This is how metabolism plays a role in recurrent depression

Researchers at the University of California San Diego School of Medicine, in collaboration with Dutch scientists, have found that some metabolites may be predictive markers for people at risk for dementia. major recurrent depression order.

The findings were published in the online journal Translational Psychiatry.

“This is evidence for a mitochondrial nexus at the heart of depression,” said lead author Robert K. Naviaux, MD, PhD, professor of medicine, pediatrics and pathology at UC San Diego School of Medicine.

“It’s a small study, but the first one that shows the ability to use metabolic markers as predictive clinical indicators of patients who are most at risk – and more at risk. low – for recurrent strokes of major depressive symptoms, “Naviaux said.

Recurrent depression (in non-clerical terms, clinical depression) is a mood disorder characterized by a combination of several symptoms: feelings of sadness or despair, anger or frustration, loss of interest, sleep disturbances, anxiety, delay or difficulty thinking, suicidal thoughts and unexplained physical problems, such as back pain or headaches.

Major depressive disorder (MDD) is among the most common mental illnesses in the United States, with an estimated life frequency of 20.6 percent, with one in five Americans suffering from at least one event during their lifetime. For patients with recurrent MDD (rMDD), the risk of five-year recurrence is up to 80 percent.

For their study, Naviaux and colleagues in the Netherlands recruited 68 subjects (45 females, 23 males) with rMDD who were in antidepressant-free relief and 59 controls by age and sex. After collecting blood from exacerbated patients, the patients were followed preoperatively for two and a half years.

Results showed that a metabolic signature found when patients were well predicted which patients were most likely to go up to two and a half years in the future. The accuracy of this forecast was more than 90 percent. An analysis of the most predictable chemicals found that they belonged to specific types of lipids (fats that contained eicosanoids and sphingolipids) and purines.
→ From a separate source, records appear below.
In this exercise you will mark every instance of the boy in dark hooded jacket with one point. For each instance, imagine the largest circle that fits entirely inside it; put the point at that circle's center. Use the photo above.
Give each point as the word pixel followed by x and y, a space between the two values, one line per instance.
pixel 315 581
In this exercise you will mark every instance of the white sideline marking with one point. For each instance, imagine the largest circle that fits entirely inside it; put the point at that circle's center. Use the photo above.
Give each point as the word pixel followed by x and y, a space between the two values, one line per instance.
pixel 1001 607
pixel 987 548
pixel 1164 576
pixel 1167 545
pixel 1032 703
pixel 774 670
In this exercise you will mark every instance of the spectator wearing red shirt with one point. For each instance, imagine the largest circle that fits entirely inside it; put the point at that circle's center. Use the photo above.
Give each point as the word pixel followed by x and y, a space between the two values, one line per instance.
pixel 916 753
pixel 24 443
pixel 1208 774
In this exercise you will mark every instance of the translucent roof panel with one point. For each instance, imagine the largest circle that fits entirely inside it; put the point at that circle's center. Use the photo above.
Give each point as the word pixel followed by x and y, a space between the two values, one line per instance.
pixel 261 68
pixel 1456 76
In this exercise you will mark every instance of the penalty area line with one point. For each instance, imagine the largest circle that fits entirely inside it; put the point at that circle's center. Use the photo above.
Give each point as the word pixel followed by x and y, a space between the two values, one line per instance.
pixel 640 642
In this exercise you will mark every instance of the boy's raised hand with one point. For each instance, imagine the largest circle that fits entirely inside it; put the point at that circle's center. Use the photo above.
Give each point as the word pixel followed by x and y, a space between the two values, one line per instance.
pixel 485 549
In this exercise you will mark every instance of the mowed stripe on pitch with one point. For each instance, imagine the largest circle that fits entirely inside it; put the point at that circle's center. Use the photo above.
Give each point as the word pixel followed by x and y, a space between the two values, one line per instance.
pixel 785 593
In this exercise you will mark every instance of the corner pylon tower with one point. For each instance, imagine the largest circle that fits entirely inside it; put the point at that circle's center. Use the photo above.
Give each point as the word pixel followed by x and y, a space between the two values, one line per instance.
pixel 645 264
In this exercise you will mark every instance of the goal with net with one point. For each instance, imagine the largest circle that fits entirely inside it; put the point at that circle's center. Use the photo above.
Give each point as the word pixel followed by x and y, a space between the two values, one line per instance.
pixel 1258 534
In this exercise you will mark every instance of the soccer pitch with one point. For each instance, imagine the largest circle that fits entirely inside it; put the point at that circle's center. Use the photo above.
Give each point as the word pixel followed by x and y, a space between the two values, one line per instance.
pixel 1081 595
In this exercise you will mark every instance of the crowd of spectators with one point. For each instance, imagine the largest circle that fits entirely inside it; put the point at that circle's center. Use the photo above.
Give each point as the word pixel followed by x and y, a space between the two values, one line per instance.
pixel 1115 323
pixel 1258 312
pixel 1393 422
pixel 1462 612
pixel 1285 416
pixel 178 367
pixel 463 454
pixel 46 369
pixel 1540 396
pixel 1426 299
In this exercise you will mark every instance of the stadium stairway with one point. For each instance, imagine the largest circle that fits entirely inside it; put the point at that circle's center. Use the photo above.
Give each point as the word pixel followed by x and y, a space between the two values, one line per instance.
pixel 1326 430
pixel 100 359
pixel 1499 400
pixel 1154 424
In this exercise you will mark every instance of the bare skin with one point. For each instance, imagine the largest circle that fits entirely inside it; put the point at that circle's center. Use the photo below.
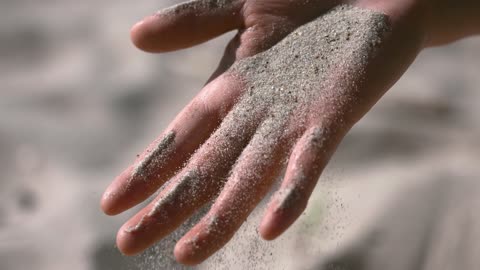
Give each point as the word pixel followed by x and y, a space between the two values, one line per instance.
pixel 415 25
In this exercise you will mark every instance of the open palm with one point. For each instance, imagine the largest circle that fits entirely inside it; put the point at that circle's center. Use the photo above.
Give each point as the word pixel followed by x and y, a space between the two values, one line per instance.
pixel 282 97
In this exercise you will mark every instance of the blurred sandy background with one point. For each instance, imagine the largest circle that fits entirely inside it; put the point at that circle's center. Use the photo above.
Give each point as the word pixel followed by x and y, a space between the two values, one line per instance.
pixel 78 101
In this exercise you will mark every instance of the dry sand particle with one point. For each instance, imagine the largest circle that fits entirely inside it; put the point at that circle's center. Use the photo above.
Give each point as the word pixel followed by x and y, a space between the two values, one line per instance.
pixel 287 78
pixel 155 158
pixel 196 6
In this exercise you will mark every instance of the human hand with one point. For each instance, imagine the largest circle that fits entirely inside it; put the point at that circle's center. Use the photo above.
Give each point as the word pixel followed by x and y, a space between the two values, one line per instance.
pixel 270 104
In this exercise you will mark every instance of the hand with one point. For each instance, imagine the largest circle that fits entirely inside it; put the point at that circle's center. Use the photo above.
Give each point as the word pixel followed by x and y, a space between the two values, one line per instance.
pixel 268 106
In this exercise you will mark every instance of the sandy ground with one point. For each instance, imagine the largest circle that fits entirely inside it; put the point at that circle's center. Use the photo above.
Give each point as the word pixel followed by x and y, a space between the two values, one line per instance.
pixel 77 102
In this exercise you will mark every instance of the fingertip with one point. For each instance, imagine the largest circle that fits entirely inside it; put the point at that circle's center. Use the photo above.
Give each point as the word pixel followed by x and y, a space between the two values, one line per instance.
pixel 140 34
pixel 126 243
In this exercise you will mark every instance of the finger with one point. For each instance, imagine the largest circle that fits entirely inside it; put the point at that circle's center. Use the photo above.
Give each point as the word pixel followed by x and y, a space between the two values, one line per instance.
pixel 308 159
pixel 167 154
pixel 252 176
pixel 186 25
pixel 198 182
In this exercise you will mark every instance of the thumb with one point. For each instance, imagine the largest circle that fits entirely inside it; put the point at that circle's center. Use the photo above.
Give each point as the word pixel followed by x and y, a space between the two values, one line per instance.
pixel 187 24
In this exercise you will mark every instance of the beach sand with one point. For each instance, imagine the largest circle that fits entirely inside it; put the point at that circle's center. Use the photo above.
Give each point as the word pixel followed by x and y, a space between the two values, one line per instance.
pixel 78 102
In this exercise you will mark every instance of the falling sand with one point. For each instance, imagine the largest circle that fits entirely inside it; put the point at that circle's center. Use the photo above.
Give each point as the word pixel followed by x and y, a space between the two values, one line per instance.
pixel 320 61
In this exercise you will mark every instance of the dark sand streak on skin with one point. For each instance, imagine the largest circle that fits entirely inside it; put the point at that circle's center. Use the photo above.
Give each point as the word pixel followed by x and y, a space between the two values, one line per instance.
pixel 155 158
pixel 284 84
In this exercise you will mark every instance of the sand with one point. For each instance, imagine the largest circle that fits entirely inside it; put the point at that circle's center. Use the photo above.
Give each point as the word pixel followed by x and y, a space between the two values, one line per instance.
pixel 281 86
pixel 80 98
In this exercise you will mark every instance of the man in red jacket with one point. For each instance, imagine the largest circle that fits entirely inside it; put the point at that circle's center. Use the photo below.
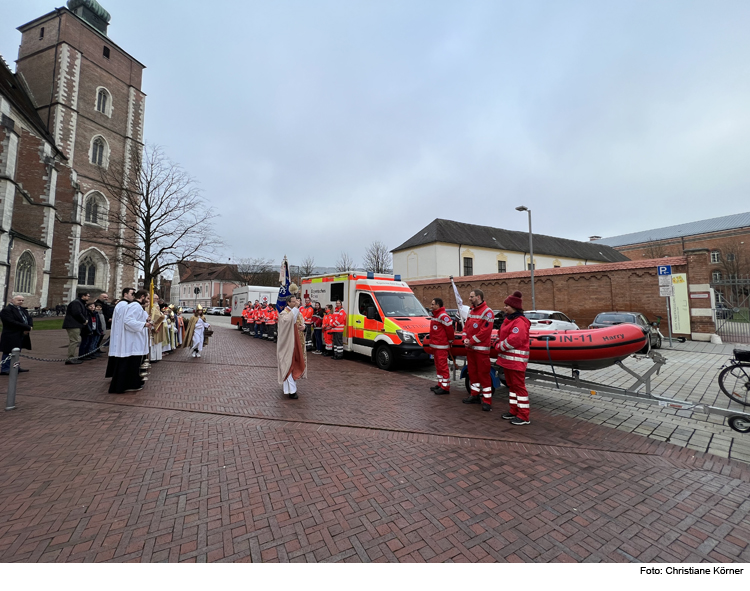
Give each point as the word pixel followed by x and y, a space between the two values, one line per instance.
pixel 441 336
pixel 513 356
pixel 477 336
pixel 307 312
pixel 338 322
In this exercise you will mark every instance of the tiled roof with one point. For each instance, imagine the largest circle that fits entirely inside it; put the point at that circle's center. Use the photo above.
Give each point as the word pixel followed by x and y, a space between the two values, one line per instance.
pixel 597 268
pixel 509 240
pixel 727 222
pixel 205 271
pixel 12 88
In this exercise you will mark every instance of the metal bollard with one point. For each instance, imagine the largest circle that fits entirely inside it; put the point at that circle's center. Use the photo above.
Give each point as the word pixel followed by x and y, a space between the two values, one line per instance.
pixel 15 362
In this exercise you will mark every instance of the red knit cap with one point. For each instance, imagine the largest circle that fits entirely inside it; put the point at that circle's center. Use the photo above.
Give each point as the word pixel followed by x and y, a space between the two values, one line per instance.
pixel 515 301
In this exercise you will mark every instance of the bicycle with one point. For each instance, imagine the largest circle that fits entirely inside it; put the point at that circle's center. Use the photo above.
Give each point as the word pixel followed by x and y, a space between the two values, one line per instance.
pixel 734 379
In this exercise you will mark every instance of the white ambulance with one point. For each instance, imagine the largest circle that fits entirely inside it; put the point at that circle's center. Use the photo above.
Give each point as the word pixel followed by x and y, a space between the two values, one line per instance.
pixel 384 319
pixel 250 293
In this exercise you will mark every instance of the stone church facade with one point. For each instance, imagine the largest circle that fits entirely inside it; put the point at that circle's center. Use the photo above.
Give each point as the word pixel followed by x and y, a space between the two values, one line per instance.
pixel 73 107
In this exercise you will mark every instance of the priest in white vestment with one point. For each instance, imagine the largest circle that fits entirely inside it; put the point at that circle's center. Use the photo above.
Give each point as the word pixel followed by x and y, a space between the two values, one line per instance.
pixel 128 342
pixel 290 349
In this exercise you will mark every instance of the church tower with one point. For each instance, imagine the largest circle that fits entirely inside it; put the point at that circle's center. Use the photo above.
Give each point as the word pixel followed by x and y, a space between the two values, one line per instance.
pixel 87 90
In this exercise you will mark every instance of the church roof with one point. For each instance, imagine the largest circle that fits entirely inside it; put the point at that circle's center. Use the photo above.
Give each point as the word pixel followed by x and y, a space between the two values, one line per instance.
pixel 452 232
pixel 206 271
pixel 13 88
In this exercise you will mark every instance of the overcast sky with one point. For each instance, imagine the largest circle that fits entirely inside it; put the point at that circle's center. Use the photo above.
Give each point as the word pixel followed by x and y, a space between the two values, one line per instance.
pixel 317 126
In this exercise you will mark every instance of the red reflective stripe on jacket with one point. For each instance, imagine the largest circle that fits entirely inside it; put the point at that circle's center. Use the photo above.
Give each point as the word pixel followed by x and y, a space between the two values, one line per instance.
pixel 441 328
pixel 338 321
pixel 479 326
pixel 513 343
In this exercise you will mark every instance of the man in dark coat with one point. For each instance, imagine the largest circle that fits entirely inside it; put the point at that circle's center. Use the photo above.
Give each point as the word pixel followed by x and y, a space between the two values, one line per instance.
pixel 107 309
pixel 75 319
pixel 17 325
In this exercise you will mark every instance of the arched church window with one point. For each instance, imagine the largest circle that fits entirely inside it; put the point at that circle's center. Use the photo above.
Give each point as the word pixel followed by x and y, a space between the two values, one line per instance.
pixel 25 273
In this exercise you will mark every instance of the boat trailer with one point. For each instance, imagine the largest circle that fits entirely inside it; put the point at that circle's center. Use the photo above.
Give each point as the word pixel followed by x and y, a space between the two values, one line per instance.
pixel 639 389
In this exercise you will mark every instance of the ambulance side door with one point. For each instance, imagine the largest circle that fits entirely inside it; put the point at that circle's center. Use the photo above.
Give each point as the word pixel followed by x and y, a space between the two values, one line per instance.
pixel 365 330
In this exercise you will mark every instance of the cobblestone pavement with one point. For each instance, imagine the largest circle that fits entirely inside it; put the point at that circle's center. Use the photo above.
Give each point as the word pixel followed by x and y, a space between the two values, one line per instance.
pixel 690 375
pixel 210 462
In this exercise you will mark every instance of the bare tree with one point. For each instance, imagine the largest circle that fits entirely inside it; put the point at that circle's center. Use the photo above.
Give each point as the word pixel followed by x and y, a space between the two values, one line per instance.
pixel 377 258
pixel 344 263
pixel 257 271
pixel 157 216
pixel 307 267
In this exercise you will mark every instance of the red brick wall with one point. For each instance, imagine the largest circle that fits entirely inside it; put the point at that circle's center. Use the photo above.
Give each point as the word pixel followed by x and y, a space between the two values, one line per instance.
pixel 580 292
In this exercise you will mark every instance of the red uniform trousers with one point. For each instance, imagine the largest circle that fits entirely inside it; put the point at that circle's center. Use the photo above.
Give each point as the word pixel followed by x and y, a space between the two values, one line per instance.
pixel 479 374
pixel 519 396
pixel 441 367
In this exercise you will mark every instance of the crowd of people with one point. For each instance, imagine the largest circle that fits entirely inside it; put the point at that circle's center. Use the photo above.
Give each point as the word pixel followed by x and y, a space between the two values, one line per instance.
pixel 323 326
pixel 142 330
pixel 512 350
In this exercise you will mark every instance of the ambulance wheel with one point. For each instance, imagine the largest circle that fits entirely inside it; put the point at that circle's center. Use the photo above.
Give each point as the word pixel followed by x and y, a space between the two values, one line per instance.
pixel 384 358
pixel 467 384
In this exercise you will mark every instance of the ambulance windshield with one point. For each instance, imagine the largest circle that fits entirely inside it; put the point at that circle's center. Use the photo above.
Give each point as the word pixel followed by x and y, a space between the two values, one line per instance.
pixel 400 304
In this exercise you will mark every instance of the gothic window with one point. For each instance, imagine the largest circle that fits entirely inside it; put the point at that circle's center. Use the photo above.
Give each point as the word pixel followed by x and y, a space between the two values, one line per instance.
pixel 101 101
pixel 25 273
pixel 97 152
pixel 95 209
pixel 87 271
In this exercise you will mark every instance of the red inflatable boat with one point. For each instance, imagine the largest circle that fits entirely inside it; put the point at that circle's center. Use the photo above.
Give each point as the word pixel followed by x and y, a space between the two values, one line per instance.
pixel 576 349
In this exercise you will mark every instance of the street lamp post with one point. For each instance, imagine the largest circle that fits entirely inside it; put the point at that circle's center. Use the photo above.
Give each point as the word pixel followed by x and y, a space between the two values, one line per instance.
pixel 531 255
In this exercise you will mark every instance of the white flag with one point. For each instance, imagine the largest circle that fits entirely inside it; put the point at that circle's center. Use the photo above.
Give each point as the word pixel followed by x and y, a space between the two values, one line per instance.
pixel 282 273
pixel 463 311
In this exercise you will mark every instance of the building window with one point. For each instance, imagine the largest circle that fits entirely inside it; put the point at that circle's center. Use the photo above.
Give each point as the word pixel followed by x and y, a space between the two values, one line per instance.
pixel 102 98
pixel 97 152
pixel 25 273
pixel 87 272
pixel 95 209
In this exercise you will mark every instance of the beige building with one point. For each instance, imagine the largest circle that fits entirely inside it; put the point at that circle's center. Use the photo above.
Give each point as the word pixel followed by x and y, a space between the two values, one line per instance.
pixel 446 248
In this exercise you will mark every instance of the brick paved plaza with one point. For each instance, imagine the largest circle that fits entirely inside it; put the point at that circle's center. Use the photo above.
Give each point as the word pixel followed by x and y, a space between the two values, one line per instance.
pixel 210 462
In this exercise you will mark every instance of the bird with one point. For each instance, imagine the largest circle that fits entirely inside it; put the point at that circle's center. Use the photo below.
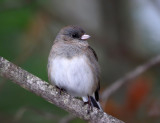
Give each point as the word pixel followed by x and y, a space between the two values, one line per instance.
pixel 73 65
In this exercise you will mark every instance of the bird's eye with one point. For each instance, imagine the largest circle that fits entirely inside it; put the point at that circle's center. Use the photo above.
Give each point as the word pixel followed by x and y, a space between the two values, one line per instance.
pixel 75 35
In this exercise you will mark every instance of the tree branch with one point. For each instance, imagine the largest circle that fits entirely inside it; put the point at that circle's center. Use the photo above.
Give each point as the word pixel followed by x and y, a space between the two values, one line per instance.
pixel 128 77
pixel 51 94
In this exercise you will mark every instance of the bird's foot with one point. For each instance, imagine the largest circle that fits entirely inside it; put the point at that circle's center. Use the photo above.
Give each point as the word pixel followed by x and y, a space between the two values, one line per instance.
pixel 90 107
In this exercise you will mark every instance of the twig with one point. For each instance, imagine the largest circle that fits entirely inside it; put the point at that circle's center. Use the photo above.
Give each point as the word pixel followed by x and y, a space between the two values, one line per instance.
pixel 128 77
pixel 50 93
pixel 67 119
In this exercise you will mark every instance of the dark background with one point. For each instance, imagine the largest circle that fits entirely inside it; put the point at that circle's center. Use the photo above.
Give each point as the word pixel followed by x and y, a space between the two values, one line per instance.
pixel 124 34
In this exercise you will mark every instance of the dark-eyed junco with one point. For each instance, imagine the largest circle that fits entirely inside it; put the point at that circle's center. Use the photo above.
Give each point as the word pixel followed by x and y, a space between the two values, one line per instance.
pixel 73 65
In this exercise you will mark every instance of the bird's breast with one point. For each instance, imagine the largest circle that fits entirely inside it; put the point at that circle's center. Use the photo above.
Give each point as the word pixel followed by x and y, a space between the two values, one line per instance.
pixel 74 75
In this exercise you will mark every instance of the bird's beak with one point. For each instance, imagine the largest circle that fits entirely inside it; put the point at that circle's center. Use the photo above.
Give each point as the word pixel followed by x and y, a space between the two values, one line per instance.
pixel 85 37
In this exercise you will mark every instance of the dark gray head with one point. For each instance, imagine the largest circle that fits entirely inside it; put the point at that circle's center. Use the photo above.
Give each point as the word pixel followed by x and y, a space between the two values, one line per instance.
pixel 70 33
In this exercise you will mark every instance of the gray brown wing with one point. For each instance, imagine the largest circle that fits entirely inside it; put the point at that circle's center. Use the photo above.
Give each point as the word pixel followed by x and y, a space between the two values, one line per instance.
pixel 98 87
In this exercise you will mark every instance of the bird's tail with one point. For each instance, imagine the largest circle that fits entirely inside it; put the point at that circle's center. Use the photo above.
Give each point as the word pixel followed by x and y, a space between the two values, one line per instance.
pixel 95 103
Purines are made from molecules, such as ATP and ADP – the main chemicals used for energy storage in cells, but which also play a role in communication that cells undergo, called purinergic signals .

The researchers found that, in subjects with rMDD, changes in specific metabolites in six metabolic pathways reversed fundamental changes in important cell functions.

“The basic biochemical signature findings in rMDD revealed a retrospective submitted by confirmed patients in addition to healthy controls,” Naviaux said.

“These differences are not visible through routine clinical evaluation, but they do suggest that the use of metabolomics – the biological study of metabolites – could be a new tool for predicting which of these patients. -injured to recurrence of depressive symptoms, “Naviaux said.

The authors noted that their initial results require confirmation in a larger study of at least 198 females and 198 males (99 cases and 99 controls each).

This story was published from a wire group group with no text changes. Only the headline has changed.